Não avisou? Preferiu ficar em casa ao invés de realizar os atos dentro do ambiente seguro, como mandam as boas práticas? Bom, você pode estar encrencado

Mas, se a regra é só ser obrigado a fazer ou deixar de fazer, em razão de uma lei que assim o diga, como justificar essas obrigações? Simples: boa-fé!

Não só a legislação ordinária, mas a própria Constituição Federal coloca como norte interpretativo, e obrigação de todos, agir com boa-fé nas suas atividades cotidianas, sendo princípio básico de nossa nação a promoção do bem de todos, sem preconceitos ou discriminações.

É por isso que, ao verificar que alguém que se colocou – ou foi colocado – numa posição que inspire responsabilidade (mesmo que nenhuma palavra seja dita sobre isso), você tem a obrigação de agir de acordo com essa posição, e, não o fazendo, poderá ser responsabilizado.

Este conceito vale para quase toda situação do nosso dia a dia: uma reunião de condomínio, o conduzir de um veículo, o atravessar de uma rua (especialmente fora da faixa de segurança), o contratar ou não contratar uma pessoa ou empresa, e, até mesmo, nos relacionamentos pessoais mais íntimos.

Se, pela ação ou posição que uma pessoa se colocou, surgir a outro(s) a justa sensação de segurança – e a intimidade, a sociedade (empresarial ou pessoal) e outros vínculos sociais impõem algum grau de segurança – e esta for violada, pode haver o dever de indenizar!

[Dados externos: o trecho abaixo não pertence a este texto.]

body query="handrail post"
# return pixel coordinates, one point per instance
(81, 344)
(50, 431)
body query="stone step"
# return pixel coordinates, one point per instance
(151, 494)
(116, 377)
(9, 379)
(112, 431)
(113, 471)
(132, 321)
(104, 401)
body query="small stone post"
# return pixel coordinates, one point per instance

Óbvio, quanto mais pública e impessoal for essa ligação, menor é a expectativa de proteção que se poderá exigir – por isso mesmo que não se revelam os dados bancários ao segurança da agência bancária, apesar de esperar-se dele que enfrente o perigo e haja de acordo, em caso de uma tentativa de assalto; por seu turno, quanto mais íntimo e pessoal for esse relacionamento, maior é a proteção que, mais que se esperar, poder-se-á exigir – e, por isso mesmo que, antes de qualquer lei, a divulgação ou exploração de momentos de intimidade, estejamos sóbrios ou não quando do ato, sempre foi rechaçado e apto a gerar o dever de indenizar, por parte de quem violou essa privacidade.

Sem essa noção básica, nenhuma sociedade consegue evoluir, muito menos se tornar justa e solidária, como nos propusemos a atingir desde 1988.

Portanto, caro leitor – e crendo ter chegado até aqui sem cansá-lo com discussões jurídicas ou técnicas –, é que devemos nos preocupar tanto (ou até mais) em saber quando o nosso agir torna-se relevante, ainda que juridicamente possam alguns advogados construir estratagemas e argumentos para “ilidir” essa obrigação.

Afinal, no fim do dia, quando a cabeça se coloca no travesseiro, a única resposta que importa é: você agiu bem, aceitaria que tivessem feito isso com você, e consegue dormir tranquilo, depois de tudo que aconteceu?…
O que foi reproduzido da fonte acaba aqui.